Bilans 1-1 to także Indykpol AZS Olsztyn, który marzy o awansie do fazy play-off. Póki co gra olsztynian może się podobać. To nie tylko kwestia intensywnego starcia z bełchatowianami. W pierwszej rundzie Moritz Karlitzek i spółka pogrozili palcem siatkarzom Jastrzębskiego Węgla, przegrywając dopiero w tie-breaku.

Premiowany awansem jest też Energa Trefl Gdańsk. Lwy z Pomorza po ciekawych ruchach transferowych nie biorą jeńców.
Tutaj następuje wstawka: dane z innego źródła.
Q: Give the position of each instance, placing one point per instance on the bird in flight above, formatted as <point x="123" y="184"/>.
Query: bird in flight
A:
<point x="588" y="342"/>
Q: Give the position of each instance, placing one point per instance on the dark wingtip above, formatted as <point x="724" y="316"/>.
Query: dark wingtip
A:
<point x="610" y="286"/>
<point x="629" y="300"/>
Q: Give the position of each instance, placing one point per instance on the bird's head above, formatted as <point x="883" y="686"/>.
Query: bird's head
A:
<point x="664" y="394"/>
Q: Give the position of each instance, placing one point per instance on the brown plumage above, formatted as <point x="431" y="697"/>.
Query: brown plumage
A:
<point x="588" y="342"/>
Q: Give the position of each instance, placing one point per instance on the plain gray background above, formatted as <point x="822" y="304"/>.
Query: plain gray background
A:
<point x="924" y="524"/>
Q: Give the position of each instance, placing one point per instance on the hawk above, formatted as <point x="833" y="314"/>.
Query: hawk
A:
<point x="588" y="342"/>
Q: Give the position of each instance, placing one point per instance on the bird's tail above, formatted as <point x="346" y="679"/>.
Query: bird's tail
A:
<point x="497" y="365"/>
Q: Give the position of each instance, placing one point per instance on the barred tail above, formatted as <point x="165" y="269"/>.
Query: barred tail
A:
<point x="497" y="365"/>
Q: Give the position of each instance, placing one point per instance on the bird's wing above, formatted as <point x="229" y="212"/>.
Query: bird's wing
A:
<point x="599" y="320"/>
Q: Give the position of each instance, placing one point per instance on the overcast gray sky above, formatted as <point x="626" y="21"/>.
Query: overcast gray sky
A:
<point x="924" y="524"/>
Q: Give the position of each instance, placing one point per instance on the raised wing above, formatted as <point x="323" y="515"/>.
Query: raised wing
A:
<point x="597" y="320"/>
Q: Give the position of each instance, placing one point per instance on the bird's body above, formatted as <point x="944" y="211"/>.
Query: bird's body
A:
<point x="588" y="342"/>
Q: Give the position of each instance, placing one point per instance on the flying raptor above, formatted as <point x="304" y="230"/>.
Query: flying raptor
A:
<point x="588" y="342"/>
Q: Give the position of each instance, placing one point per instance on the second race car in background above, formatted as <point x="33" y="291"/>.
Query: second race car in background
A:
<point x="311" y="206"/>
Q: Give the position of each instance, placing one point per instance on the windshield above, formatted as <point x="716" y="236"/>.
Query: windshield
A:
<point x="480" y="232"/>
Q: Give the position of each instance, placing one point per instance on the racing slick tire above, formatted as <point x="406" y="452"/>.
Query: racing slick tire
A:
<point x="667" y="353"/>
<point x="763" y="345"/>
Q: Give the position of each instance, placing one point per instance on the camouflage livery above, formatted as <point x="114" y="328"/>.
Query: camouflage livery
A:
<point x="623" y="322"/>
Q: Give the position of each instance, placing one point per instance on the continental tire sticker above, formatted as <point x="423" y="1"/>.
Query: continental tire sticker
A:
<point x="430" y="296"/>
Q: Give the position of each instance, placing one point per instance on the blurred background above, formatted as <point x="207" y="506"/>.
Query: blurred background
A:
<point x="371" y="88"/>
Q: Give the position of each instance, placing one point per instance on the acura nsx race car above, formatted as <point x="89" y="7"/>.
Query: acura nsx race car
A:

Zeszłoroczni ‘mistrzowie’ tie-breaków tym razem również pokazują klasę. W pierwszym meczu gdańszczanie pokonali Barkom Każany Lwów, z Lukasem Kampą po drugiej stronie siatki – 3:2. Następnie drużyna uległa rzeszowianom – 2:3.

Czołową ósemkę domyka wspomniany zespół ze Lwowa, który na koncie także ma 3 ‘oczka’. Poza długodystansowym pojedynkiem z gdańskim Treflem, ukraińska drużyna ma też w CV pięciosetowe, wygrane starcie ze Steam Hemarpol Politechniką Częstochowa.

Beniaminek wyżej od legendy

Z jednej wygranej może ‘cieszyć’ się też Aluron CMC Warta Zawiercie. Nie jest to jednak dobry start wicemistrzów Polski, których niekorzystny bilans wypycha poza ósemkę. Na ten moment ekipa Michała Winiarskiego nie łapie się na fazę play-off. Sezon jest długi, lecz nikt po zawiercianach nie spodziewał się takiego falstartu. Punktuje natomiast beniaminek. InPost ChKS Chełm to obecnie 10. siła rozgrywek, która z optymizmem patrzy w przyszłość.

Kolejne lokaty zajmują zespoły bez wygranej na koncie, a więc: ZAKSA Kędzierzyn-Koźle, Cuprum Stilon Gorzów, Steam Hemarpol Politechnika Częstochowa oraz Ślepsk Malow Suwałki. O klasie i ambicjach tych drużyn nikogo nie trzeba jednak przekonywać, a 3. kolejka ponownie może przewrócić stawkę do góry nogami.